In 1940, Arenal joined Sequeiros and Antonio Pujol in the unsuccessful attempt to assassinate Leon Trotsky at Diego Rivera’s home in Coyoacán.  Trotsky had arrived in Mexico in 1937, much to the horror of the communists there who regarded him as a pro-fascist provocateur. (Rivera, on the other hand, was a supporter of Trotsky.)  Beyond causing major ruptures within the TGP, the failed assassination attempt forced Arenal to flee to the United States and then led to his traveling around South American from 1940 through 1943, after which he returned to Mexico City.

In 1944, Arenal accepted the position of Director of Sculpture at the Centro de Arte Realista Moderno, Mexico City.

In 1947, the TGP published a portfolio entitled Prints of the Mexican Revolution: 85 engravings from the artist of the TGP [Las Estampas de la Revolucion Mexicana, 85 Grabados de los Artistas del Taller de Grafica Popular, editado por la Estampa Mexicana], which contained works by Arenal, Ignacio Aguirre, Angel Bracho, Mariana Yampolsky, Alfredo Zalce, and other important TMP artists. In 1949 he founded a magazine called 1945-1946, acting as the head of writing and graphic design. He was a founding member of the Salón de la Plástica Mexicana. In 1955, he was one of the founders of the Instituto Regional de Bellas Artes in Acapulco.

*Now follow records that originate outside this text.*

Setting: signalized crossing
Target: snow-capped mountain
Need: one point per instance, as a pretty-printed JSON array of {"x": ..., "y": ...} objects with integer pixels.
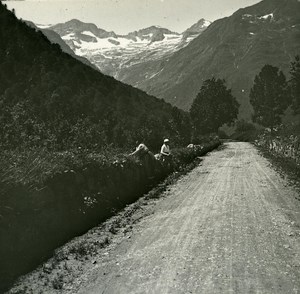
[
  {"x": 234, "y": 48},
  {"x": 113, "y": 53}
]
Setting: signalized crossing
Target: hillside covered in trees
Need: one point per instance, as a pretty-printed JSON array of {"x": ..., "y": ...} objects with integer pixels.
[{"x": 49, "y": 99}]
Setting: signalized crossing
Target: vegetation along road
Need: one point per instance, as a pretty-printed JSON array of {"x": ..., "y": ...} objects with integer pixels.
[{"x": 232, "y": 225}]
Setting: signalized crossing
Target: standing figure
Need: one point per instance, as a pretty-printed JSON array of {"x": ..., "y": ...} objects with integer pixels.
[{"x": 165, "y": 150}]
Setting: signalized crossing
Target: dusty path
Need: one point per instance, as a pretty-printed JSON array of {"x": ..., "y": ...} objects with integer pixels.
[{"x": 232, "y": 225}]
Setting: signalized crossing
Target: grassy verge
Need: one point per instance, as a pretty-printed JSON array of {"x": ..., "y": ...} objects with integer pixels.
[
  {"x": 286, "y": 167},
  {"x": 76, "y": 257},
  {"x": 48, "y": 198}
]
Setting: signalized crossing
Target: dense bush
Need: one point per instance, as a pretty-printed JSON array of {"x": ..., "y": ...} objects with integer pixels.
[
  {"x": 283, "y": 141},
  {"x": 46, "y": 199},
  {"x": 49, "y": 99}
]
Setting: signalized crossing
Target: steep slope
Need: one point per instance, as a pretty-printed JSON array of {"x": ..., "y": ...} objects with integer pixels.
[
  {"x": 234, "y": 48},
  {"x": 50, "y": 99},
  {"x": 56, "y": 39},
  {"x": 113, "y": 53}
]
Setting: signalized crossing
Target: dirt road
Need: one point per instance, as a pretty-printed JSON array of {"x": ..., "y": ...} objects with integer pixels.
[{"x": 232, "y": 225}]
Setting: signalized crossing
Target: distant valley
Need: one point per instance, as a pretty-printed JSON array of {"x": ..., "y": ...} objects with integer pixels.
[{"x": 173, "y": 66}]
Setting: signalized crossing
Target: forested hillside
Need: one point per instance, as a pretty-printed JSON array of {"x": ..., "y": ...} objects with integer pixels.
[
  {"x": 234, "y": 48},
  {"x": 50, "y": 99}
]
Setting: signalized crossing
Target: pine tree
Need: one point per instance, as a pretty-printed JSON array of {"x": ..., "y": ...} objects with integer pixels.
[
  {"x": 269, "y": 96},
  {"x": 294, "y": 84},
  {"x": 213, "y": 107}
]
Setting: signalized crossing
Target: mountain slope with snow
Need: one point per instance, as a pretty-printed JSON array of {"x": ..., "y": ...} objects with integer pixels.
[
  {"x": 234, "y": 48},
  {"x": 115, "y": 54}
]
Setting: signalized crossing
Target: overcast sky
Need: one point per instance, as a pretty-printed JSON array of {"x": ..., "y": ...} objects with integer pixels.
[{"x": 123, "y": 16}]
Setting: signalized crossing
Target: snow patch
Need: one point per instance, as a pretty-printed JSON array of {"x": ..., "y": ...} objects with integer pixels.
[
  {"x": 271, "y": 15},
  {"x": 70, "y": 36},
  {"x": 88, "y": 33}
]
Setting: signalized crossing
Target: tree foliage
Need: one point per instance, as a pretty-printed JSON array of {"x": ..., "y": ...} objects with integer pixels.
[
  {"x": 294, "y": 84},
  {"x": 213, "y": 107},
  {"x": 269, "y": 96},
  {"x": 49, "y": 99}
]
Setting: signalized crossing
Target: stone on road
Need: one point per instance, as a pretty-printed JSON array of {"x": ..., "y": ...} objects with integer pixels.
[{"x": 232, "y": 225}]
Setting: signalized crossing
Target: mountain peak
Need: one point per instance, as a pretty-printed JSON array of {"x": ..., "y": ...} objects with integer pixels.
[{"x": 197, "y": 28}]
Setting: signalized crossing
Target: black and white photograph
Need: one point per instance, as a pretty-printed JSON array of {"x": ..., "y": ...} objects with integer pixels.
[{"x": 149, "y": 146}]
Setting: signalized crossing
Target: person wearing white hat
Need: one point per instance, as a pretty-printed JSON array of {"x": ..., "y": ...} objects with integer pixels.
[{"x": 165, "y": 149}]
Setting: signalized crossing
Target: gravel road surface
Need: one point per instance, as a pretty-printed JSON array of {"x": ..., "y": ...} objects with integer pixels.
[{"x": 232, "y": 225}]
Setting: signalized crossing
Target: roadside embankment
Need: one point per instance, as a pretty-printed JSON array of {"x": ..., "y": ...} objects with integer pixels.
[{"x": 38, "y": 216}]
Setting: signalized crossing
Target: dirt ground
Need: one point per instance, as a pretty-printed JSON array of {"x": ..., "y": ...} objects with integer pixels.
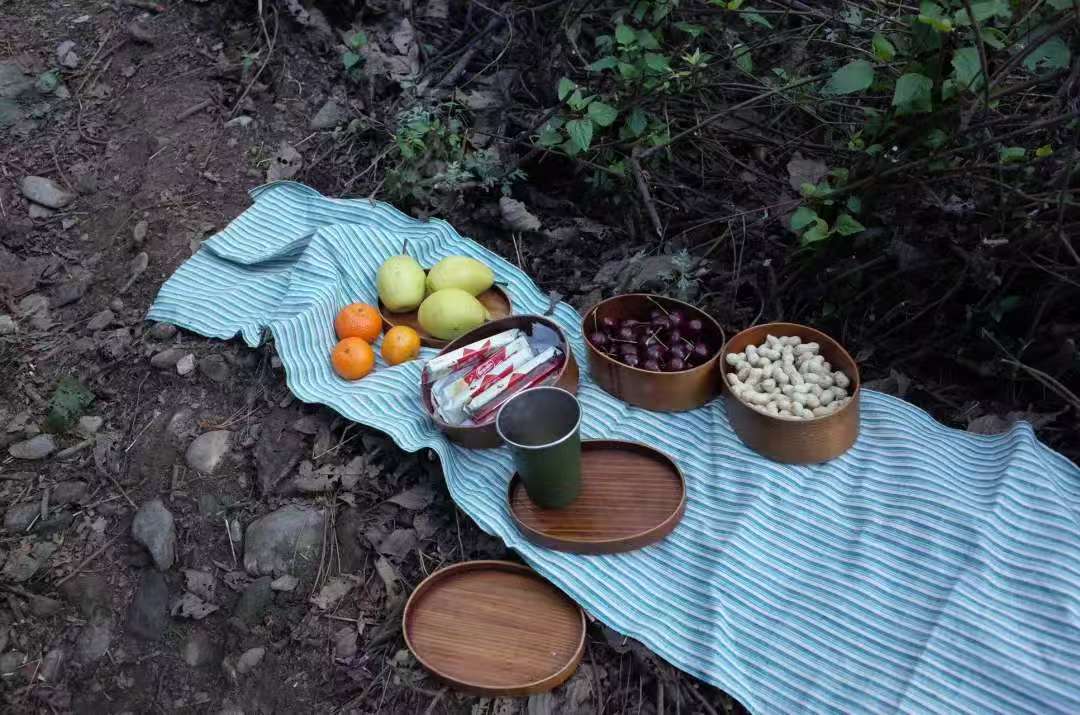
[{"x": 138, "y": 129}]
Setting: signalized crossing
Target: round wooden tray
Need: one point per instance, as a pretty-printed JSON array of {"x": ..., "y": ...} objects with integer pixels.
[
  {"x": 631, "y": 496},
  {"x": 495, "y": 299},
  {"x": 495, "y": 628}
]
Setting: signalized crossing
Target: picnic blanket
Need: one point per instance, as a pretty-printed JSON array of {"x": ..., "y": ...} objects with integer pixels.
[{"x": 926, "y": 570}]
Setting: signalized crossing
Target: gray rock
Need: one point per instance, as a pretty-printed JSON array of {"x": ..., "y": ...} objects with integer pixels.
[
  {"x": 207, "y": 450},
  {"x": 44, "y": 191},
  {"x": 284, "y": 541},
  {"x": 162, "y": 331},
  {"x": 254, "y": 601},
  {"x": 18, "y": 517},
  {"x": 201, "y": 649},
  {"x": 89, "y": 593},
  {"x": 94, "y": 641},
  {"x": 250, "y": 660},
  {"x": 214, "y": 367},
  {"x": 166, "y": 359},
  {"x": 329, "y": 116},
  {"x": 100, "y": 320},
  {"x": 89, "y": 425},
  {"x": 154, "y": 528},
  {"x": 186, "y": 365},
  {"x": 37, "y": 447},
  {"x": 148, "y": 615}
]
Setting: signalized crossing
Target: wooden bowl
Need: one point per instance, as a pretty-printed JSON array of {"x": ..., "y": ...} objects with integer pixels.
[
  {"x": 485, "y": 436},
  {"x": 794, "y": 442},
  {"x": 495, "y": 299},
  {"x": 670, "y": 392}
]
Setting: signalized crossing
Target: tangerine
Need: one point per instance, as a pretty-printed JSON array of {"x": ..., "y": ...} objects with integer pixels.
[
  {"x": 400, "y": 345},
  {"x": 359, "y": 320},
  {"x": 352, "y": 359}
]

In 1977, he was named the director of the Siqueiros Workshop in Cuernavaca.

Arenal’s last major work was the Cabeza de Juárez monument (thirteen meters high and nearly three tons) in Iztapalapa, which he worked on from 1972 to 1976. It is now a museum.

Arenal was married to Macrina Rabadan, a feminist who became the first female member of parliament in Mexico.

Arenal’s art is found in important museums world-wide.  His importance in art history was recognized by his inclusion in the 1980 history American Prints and Printmakers by influential scholar Una E. Johnson.